I am very thankful to the Vancouver Aquarium for much of their ocean conservation work and rehabilitation efforts where animals are eventually released back to their natural environment. I think that the contentious issue for many is the permanent "captivity" aspect, and animals that are deemed "non-releasable" (sustained injuries that put them at a great disadvantage in the wild, or lack the life-skills required to survive on their own - born in captivity or stranded at a young age).

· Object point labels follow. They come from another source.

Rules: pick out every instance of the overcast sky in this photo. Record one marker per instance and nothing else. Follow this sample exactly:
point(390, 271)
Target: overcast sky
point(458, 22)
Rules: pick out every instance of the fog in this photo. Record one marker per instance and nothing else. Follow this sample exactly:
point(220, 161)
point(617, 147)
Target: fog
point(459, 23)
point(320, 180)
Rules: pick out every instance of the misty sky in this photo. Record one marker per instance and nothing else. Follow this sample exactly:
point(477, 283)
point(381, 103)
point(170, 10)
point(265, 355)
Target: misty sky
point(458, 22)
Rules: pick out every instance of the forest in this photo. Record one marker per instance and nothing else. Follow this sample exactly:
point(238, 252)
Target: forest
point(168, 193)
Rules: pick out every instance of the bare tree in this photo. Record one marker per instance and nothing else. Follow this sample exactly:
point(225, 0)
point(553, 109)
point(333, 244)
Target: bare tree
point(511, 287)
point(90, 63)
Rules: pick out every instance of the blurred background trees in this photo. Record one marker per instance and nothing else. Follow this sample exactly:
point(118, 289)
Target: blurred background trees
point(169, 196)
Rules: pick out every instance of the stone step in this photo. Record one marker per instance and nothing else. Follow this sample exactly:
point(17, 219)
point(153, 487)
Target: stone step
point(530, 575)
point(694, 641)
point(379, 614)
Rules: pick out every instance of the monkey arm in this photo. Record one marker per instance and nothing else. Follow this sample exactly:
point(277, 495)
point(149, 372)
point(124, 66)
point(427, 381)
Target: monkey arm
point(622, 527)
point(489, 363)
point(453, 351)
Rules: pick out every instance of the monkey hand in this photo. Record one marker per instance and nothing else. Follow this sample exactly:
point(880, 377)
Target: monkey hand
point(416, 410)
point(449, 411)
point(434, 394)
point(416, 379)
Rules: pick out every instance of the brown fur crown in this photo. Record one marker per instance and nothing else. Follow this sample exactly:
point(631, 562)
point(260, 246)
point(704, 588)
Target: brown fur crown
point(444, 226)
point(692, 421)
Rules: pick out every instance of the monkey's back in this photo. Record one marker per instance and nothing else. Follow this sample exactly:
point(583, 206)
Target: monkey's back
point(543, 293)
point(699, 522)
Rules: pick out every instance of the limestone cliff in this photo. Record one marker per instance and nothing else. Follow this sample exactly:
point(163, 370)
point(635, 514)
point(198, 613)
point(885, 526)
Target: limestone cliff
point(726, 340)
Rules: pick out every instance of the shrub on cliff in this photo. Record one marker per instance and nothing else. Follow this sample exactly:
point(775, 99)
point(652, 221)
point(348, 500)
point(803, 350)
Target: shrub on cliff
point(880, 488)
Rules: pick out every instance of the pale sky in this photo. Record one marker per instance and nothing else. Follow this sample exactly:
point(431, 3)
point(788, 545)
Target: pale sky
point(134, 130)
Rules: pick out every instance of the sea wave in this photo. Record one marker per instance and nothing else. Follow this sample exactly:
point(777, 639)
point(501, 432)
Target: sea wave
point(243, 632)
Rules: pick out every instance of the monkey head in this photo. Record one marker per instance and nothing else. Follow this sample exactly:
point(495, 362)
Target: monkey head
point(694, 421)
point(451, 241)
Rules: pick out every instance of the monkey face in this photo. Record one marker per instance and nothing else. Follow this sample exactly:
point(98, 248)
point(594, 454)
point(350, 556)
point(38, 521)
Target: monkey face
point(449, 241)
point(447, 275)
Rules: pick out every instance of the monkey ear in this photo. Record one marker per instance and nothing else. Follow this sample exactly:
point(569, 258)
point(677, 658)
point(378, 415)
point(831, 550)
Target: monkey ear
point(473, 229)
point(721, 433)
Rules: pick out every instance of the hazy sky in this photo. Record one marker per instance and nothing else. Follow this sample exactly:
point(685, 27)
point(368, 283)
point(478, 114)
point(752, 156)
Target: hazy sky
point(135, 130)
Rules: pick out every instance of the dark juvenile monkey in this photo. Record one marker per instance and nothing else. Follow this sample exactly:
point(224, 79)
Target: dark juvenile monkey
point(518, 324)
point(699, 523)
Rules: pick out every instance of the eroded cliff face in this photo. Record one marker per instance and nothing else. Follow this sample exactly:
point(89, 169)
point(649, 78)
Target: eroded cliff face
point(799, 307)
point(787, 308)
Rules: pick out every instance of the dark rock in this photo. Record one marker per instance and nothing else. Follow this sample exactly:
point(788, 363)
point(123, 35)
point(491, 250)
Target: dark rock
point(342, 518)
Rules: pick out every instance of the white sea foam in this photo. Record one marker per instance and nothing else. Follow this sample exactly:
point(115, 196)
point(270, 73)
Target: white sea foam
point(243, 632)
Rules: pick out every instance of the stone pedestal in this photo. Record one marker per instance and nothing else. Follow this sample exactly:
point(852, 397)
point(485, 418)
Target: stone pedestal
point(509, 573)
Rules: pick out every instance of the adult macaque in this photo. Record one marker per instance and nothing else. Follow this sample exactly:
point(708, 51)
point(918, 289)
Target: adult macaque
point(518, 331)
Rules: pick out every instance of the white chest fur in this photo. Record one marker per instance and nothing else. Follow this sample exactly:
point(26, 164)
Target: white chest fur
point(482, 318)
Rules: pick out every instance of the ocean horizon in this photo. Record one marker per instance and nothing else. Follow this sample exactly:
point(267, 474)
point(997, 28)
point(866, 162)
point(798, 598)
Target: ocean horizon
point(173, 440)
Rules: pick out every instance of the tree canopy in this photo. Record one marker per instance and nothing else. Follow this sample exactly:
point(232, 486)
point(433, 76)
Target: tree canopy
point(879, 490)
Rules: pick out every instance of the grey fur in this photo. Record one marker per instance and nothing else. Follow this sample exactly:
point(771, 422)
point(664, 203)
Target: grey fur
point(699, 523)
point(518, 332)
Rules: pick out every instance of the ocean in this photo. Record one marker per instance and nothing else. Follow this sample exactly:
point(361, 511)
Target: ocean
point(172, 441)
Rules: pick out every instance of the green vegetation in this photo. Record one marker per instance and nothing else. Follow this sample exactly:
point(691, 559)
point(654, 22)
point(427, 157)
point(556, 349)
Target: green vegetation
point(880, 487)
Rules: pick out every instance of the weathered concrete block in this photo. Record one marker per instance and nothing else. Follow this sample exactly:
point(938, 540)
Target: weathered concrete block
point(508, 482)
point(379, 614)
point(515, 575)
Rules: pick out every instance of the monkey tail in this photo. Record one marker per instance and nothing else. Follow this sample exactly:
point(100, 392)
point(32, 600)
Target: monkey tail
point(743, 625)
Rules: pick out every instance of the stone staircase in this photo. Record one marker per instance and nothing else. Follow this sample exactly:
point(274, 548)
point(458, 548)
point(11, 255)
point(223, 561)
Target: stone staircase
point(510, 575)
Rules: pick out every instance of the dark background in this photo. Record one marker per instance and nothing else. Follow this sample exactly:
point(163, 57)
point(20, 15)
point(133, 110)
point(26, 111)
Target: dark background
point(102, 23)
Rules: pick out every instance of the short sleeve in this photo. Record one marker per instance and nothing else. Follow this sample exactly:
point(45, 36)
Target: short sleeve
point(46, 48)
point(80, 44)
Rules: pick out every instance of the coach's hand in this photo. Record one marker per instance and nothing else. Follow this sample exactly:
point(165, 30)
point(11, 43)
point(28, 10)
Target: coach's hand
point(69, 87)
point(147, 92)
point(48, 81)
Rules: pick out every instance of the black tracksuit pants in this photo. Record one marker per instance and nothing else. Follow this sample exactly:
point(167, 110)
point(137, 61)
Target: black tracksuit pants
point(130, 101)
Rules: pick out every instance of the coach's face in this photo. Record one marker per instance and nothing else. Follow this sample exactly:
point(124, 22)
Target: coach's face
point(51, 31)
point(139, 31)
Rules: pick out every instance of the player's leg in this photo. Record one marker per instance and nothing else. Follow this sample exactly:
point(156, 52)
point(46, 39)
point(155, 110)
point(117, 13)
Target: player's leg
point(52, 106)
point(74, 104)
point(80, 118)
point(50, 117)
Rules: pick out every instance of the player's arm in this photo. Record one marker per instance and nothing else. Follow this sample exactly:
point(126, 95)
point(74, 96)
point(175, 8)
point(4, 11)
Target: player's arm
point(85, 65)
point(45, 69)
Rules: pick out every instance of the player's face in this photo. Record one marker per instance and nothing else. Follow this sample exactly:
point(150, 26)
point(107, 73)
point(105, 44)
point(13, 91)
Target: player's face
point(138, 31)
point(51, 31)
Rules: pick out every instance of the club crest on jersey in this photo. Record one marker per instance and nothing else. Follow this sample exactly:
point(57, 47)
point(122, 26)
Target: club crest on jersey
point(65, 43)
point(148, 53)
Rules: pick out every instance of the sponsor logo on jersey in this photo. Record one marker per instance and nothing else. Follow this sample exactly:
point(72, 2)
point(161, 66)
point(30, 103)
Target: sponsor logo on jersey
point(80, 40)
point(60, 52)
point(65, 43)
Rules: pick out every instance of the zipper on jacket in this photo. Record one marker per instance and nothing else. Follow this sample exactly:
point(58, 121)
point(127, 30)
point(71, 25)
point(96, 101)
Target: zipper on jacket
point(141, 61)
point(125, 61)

Tanks are great as a temporary, rehabilitative measure but it's not for us to high-handedly decide to hold captive creatures that can typically swim great distances and dive to great depths - we couldn't build a tank big enough. Since it is largely humans that create the displacement, injury and impact to these animals and their eco-systems, a better use of our time, energy and resources would be to lessen our collective environmental impact, not ‘study' the impact of our wrongs at the symptom level. The oceans and the life within is our human responsibility which requires long term planning, not a facility to house those harmed by our own short-sighted inadequacies.
As far as the "education" argument, I think renowned marine biologist, Jacques Cousteau sums it up best when he said "No aquarium, no tank in a marine land, however spacious it may be, can begin to duplicate the conditions of the sea. And no dolphin who inhabits one of those aquariums or one of those marine lands can be considered normal."